We retained the restricted analysis of right-handed individuals only from our previous work (Wood et al., 2018). We allowed individuals with left-hand dominance to be analyzed in the present study to maintain maximum comparability to our previous work and also ensure that we further expanded upon this previous limitation to now include both left- and right-handed participants. Importantly, the participants analyzed in the previous study had completed tasks with their non-dominant arms, but we chose to exclude these data for simplicity of interpretation of our results; our primary objective was the implementation of the PCA technique on granular robotic data. Furthermore, in the present work, we sought to expand the application of our technique to include non-dominant arm information.

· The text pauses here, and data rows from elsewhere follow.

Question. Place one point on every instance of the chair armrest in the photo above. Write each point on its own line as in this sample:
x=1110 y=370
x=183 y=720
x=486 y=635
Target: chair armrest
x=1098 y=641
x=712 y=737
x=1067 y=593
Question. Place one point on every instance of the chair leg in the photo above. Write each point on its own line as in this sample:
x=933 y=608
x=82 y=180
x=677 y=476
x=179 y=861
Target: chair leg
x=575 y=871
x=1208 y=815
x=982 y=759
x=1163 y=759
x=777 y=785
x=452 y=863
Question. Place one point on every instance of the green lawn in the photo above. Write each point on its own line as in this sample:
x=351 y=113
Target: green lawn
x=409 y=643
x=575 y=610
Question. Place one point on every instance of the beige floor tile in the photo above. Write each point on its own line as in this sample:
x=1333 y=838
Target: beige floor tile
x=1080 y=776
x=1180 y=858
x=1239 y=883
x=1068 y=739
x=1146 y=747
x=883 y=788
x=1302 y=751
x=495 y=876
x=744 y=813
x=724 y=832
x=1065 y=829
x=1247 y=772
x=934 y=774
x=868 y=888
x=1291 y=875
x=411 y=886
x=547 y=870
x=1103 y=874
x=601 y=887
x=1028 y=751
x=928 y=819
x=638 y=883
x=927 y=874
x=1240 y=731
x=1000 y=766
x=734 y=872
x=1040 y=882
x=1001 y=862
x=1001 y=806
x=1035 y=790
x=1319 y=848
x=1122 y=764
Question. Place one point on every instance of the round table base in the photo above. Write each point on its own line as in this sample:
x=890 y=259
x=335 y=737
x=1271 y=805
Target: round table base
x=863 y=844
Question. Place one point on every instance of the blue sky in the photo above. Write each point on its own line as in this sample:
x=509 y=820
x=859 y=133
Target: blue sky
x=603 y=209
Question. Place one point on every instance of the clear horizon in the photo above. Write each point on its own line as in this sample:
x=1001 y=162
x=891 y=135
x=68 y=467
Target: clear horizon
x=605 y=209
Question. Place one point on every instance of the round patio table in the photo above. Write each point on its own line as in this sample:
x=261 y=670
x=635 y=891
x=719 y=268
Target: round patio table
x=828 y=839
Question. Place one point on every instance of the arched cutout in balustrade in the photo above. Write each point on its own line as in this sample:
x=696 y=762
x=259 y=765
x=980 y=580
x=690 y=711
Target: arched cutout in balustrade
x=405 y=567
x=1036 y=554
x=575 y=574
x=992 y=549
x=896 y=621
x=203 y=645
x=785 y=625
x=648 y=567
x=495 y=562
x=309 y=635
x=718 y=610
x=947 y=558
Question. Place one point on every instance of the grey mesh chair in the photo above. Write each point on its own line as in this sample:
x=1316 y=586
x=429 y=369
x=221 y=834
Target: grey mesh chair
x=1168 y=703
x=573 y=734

Determining PCA Agreement Across Platforms
We compared patterns of PC loadings after PC rotation by using the distance correlation metric (Székely et al., 2007). Briefly, the distance correlation is a tool for generalized correlation between series of data that are not necessarily linearly related. It calculates a Euclidean distance measure between two series of data (i.e., one set of PCs derived from each robot type) to determine how “close” they are in absolute terms without requiring specific data distributions (e.g., we would not expect PC values to be Normally distributed). Thus, we applied this technique to each pair of PC loadings to identify their similarity regardless of being in the same feature space due to rotation. Distance correlation is bounded between 0 and 1, with 0 indicating no agreement, and 1 indicating perfect agreement (Székely et al., 2007). We refer the interested reader to (Székely et al., 2007) for the in-depth calculation of the distance correlation and more detailed notes on its interpretation. Distance correlations and associated p-values (derived using a permutation method built into the software) were calculated using the Pingouin 0.3.8 package implemented in Python 3.7.1. Given the number of correlations performed (n = 61), we set the significant α value for correlations at 0.05/61 ≈ 8.19e-4 (i.e., we used the Bonferroni correction to control for the family-wise error rate).
Results
Data Reduction Related to the EXO
Table 2 provides a brief summary of demographics for each cohort. Of all participants assessed using the EXO (N = 469), 211 (45%) were male, mean age was 46.4 (range: 18–93 years), and 418 (89%) were right-handed. Figure 2 displays the PC loadings for parameters of each task completed using the Kinarm EXO and EP platforms. The number of performance parameters per task (range 9–20) was substantially reduced (range 58–75%) by discovering groups of related parameters that gathered into 3–5 components, which explained a large amount of overall variance (range 76–87%) in each task. Although the ordering/variance accounted for by the PC varied across robotic platforms, the EXO PCs were comprised of several of the task parameters that loaded highly onto PCs derived from the EP data (i.e., consistent across platforms). For example, in APM (dominant arm), similar parameters that described EP variability (contraction/expansion ratio) had high loadings on the first component (all loadings >0.8) but several parameters loaded highly onto PC2 on the EP. Another example can be observed in OH, in which parameters related to either left- or right-hand speed, had moderate-to-high loadings on the first component (all >0.6). For complete details regarding the proportion of variance accounted for, data reduction, and component loadings, see Supplementary Tables 1, 2. The interpretation of the PCs derived from the EXO dataset was often similar to that for PCs from the EP dataset, and we have provided a summary of the interpretations of the top two PCs from each task across both platforms in Table 3.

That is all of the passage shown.